Cultures of Knowledge
Robert Plot (1640–1696)
The ‘learned Dr Plot’, who is best known as a naturalist, antiquary, and first keeper of Oxford’s Ashmolean Museum, was born at Sutton Barne, Borden, Kent. Educated at the Free School in Wye, in 1658 he matriculated at Magdalen Hall, Oxford, where subsequently he served as dean and as vice-principal, before moving to University College in 1676. It was initially as a student and then as a teacher that he became involved in the activities of Oxford’s circle of natural philosophers at the centre of which was first Robert Boyle and later Thomas Willis.

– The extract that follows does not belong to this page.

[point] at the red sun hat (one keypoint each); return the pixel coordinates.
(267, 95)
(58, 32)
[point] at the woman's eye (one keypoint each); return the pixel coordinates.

By the mid-1660s Plot had formulated a plan to traverse the length and breadth of Britain collecting material for a written survey of the country, a project he restricted subsequently to the counties of Oxfordshire and Staffordshire. His research on this endeavour began in earnest in June 1674 — in part thanks to the support of John Fell, bishop of Oxford, and the University’s vice-chancellor Ralph Bathhurst — with travels throughout Oxfordshire, and two years later he brought out through the University press The Natural History of Oxfordshire, being an Essay toward the Natural History of England. The favourable reception and subsequent success of this publication appears to have been a factor in the University’s decision to accept Elias Ashmole’s substantial gift and to erect a new building in which both to house Ashmole’s donation and to accomodate in addition under the same roof a School of Natural History and a chemical laboratory; in 1683, Plot was appointed Professor of Chemistry and first Keeper of the Ashmolean Museum. His appointment, which in November 1684 caused him to resign his secretaryship of the Royal Society, allowed him to complete a second publication, The Natural History of Stafford-shire , and he remained in post for seven years, during which time, as Gunther writes, ‘his energies all turned to the profit of the Museum. The jealous even declared that “his acquisitiveness was such as to disgust some of his fellow antiquarians”. But he was one who gave ten-fold more than he received, and he had many friends, and was intimage with Pepys and Evelyn’.1 From 1687 Plot’s assistant was Edward Lhwyd, who himself appeared to have reservations about Plot’s acquitision habits.2
Plot resigned frm the chair of chemistry in November 1689, possibly on account of his intended marriage with Rebecca Rebecca Burnam (née Sherwood) in the summer of 1690. Citing insufficient stipend as the reason he tended his resignation as Keeper of the Ashmolean the following winter (in which post he was succeeded by Edward Lhwyd), whereafter he returned to Sutton Barne. Despite stating that he would ‘never publish’ more of his ‘Histories’, Plot appeared to be contemplating a ‘Natural History of Middlesex and Kent’ as well as one of London and Middlesex; he both published proposals and undertook tours of collection before, through severe illness, he died in Kent on 20 April 1696.
Partners and Additional Contributors
Between 1920 and 1945, Robert Gunther, the zoologist, antiquary, and historian of science, brought out the fourteen volumes of his Early Science in Oxford. As founder of the Museum of the History of Science, which is housed in the very building where Plot presided over the fledgling Ashmolean, Gunther made in these volumes a significant contribution to the archaeological study of science In Oxford, and he edited and published a significant number of the letters of Robert Plot. Cultures of Knowledge has collated the metadata, primarily from volume XII, of these letters published by Gunther to form the beginnings of a calendar. Thanks are due in particular to Digital Fellow Callum Seddon for working his way through Gunther’s volume to enter the metadata, and to EMLO intern Antonio Geremicca for his proofreading work.
Key Bibliographic Source(s)
R. T. Gunther, Early Science in Oxford, vol. IV and vol. XII (Oxford, 1925 and 1939).
Scope of Catalogue
EMLO will continue to enhance, update, and enrich the metadata in this catalogue, including the completion of manuscript details; work will be scheduled also to supplement the calendar with metadata for the letters that were not published in Gunther’s volumes. In addition, it is hoped that students in Oxford will engage with this catalogue as part of their coursework. Links to interpretations of letters that reside in alternative catalogues in EMLO will be inserted shortly so users are able to toggle between versions.
R. T. Gunther, Early science in Oxford, 14 vols (Oxford, 1920–1945).
A. J. Turner, ‘Plot, Robert (bap. 1640, d. 1696)’, Oxford Dictionary of National Biography (Oxford University Press, 2004).